Reconhecendo a memória como uma categoria que vem provocando indagações em diversas áreas, a dissertação da discente do Programa de Pós-graduação em Antropologia, sediado na Faculdade de Filosofia e Ciências Humanas da Universidade Federal da Bahia (FFCH/UFBA) Renata Freitas Machado, Um olhar etnográfico sobre a memória social de Matarandiba, defendida no ano de 2013, buscou identificar e compreender os processos envolvidos na reconstrução coletiva da Vila de Matarandiba, através da constituição de um memorial comunitário.
O memorial foi promovido pela Associação Socio-Cultural da localidade (Ascomat), criada em 2008, a partir da mobilização dos próprios moradores, que almejavam fortalecer sua identidade cultural, aparentemente ameaçada pela crescente inserção da vila nos processos de modernização e de evangelização neopentecostal.
A definição da memória usada pela autora parte da compreensão antropológica, onde a mesma é tida como uma reconstituição realizada no presente a partir das experiências passadas, que é consolidada a partir da “dialética da lembrança e do esquecimento”. Partindo desse conceito antropológico, a constituição do memorial teve como principal motivador o resgate e o registro das lembranças, evitando as ameaças representadas pelo esquecimento.
De acordo com Renata Freitas em artigo de mesmo nome, apresentado III Encontro Baiano de Estudos em Cultura (EBECULT), “o memorial tem como objetivo reunir e inscrever em memória passível de resgate público, os acontecimentos históricos valorizados pelos moradores locais, a vida cotidiana, as relações estabelecidas entre as pessoas, os lugares, o trabalho e o lazer”.
Comunidade X impactos ambientais
Um período marcante para os moradores de Matarandiba teve início na década de 1970, quando foi descoberto um depósito de salgema (termo aplicado ao sal obtido da precipitação química pela evaporação da água de antigas bacias marinhas em ambientes sedimentares), pela Dow Química – empresa de origem norte-americana. Esse período trouxe mudanças estruturais para a comunidade.
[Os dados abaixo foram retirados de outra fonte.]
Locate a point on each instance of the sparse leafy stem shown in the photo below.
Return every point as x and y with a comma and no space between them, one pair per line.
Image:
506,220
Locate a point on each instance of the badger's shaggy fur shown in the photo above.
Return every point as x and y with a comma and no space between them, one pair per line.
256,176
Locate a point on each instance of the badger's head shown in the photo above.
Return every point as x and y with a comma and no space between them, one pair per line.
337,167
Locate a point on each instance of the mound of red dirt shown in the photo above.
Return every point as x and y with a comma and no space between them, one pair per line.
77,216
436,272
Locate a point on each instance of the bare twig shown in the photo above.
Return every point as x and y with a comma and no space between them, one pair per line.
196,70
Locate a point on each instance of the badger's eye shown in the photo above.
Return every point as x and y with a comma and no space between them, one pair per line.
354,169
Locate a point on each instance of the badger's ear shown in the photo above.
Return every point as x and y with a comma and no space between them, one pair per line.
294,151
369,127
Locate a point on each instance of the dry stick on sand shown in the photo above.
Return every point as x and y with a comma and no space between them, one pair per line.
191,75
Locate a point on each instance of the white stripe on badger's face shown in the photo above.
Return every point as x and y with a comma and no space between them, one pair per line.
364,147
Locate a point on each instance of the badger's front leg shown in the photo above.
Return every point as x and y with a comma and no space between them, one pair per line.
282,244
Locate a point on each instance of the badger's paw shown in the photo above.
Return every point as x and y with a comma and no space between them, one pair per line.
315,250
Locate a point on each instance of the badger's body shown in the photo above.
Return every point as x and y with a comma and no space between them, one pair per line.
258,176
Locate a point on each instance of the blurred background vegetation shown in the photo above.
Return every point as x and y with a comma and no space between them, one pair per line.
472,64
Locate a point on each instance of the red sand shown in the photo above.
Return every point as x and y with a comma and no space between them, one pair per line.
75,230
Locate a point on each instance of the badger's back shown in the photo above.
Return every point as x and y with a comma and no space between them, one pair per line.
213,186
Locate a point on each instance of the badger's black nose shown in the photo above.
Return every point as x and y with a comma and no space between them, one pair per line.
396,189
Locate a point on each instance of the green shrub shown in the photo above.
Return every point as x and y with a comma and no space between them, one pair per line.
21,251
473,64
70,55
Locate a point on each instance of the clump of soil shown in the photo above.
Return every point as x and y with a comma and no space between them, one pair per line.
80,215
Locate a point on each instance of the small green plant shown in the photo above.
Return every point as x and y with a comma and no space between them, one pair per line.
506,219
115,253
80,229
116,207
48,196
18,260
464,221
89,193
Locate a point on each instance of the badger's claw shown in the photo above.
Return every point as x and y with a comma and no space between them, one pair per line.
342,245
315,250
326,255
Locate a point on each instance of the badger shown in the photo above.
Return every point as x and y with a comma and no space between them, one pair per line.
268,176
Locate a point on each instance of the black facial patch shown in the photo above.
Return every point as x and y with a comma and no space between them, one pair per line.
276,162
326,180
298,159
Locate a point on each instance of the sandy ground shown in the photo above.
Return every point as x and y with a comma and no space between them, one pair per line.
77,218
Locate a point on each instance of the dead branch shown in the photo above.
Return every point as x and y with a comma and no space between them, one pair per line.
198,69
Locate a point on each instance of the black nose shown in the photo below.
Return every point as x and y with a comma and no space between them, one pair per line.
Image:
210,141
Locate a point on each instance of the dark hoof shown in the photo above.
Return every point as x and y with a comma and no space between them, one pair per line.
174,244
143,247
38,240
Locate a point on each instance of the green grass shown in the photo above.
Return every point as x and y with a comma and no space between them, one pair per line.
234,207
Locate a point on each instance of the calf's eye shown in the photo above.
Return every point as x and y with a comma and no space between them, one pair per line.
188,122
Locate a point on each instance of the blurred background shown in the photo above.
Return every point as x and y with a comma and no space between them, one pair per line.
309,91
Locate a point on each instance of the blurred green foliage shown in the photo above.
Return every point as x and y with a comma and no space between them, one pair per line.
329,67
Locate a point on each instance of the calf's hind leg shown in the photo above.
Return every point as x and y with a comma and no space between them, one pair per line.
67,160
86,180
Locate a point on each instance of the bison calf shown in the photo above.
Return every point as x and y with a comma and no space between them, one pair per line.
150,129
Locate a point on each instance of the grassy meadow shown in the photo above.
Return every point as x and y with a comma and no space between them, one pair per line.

Uma dessas mudanças foi a construção de uma estrada que ligava a Ilha de Matarandiba à Ilha de Itaparica, o que culminou em um grande aterro marítimo e, consequentemente, mudanças profundas nos curso natural da água do mar na localidade. Segundo a pesquisadora, os impactos ambientais até hoje não foram avaliados, mas é possível perceber quando pescadores relatam o desaparecimento de algumas espécies marítimas, antes facilmente encontrada na região.
Quando o assunto é a criação de novos postos de trabalho, a desculpa frequentemente usada pelos governantes e pelos empresários para a chegada e instalação dessas multinacionais na região, é a criação de diversos postos de trabalhos, mas o que há de fato é a “criação dos mesmos, mas temporários e em atividades que demandam trabalhadores com menores qualificações e remuneração de mais baixo nível”.
A pesquisa aponta ainda que existe uma forte exclusão econômica, social e político-participativo das comunidades tradicionais da vila, o que vem ocorrendo desde a década de 1970. Esse movimento foi importante para que a população pudesse reagir e batalhar pela valorização do patrimônio da comunidade, e assim garantir o seu direito à memória, “um sentimento de pertencimento a uma comunidade ou a um lugar e se constitui como um importante objeto de luta hegemônica” descreve a autora no texto.
Concluindo, a pesquisadora enfatizou a importância da realização da pesquisa etnográfica, onde foi possível realizar um trabalho diferenciado de campo, onde “o contato com as pessoas proporcionou uma mudança no que diz respeito ao lugar do sentido das coisas”, o que sendo Renata Freitas foi proporcionado pelo contato que já tinha com a comunidade, mais precisamente uma relação familiar e que também foi motivador para a realização do projeto.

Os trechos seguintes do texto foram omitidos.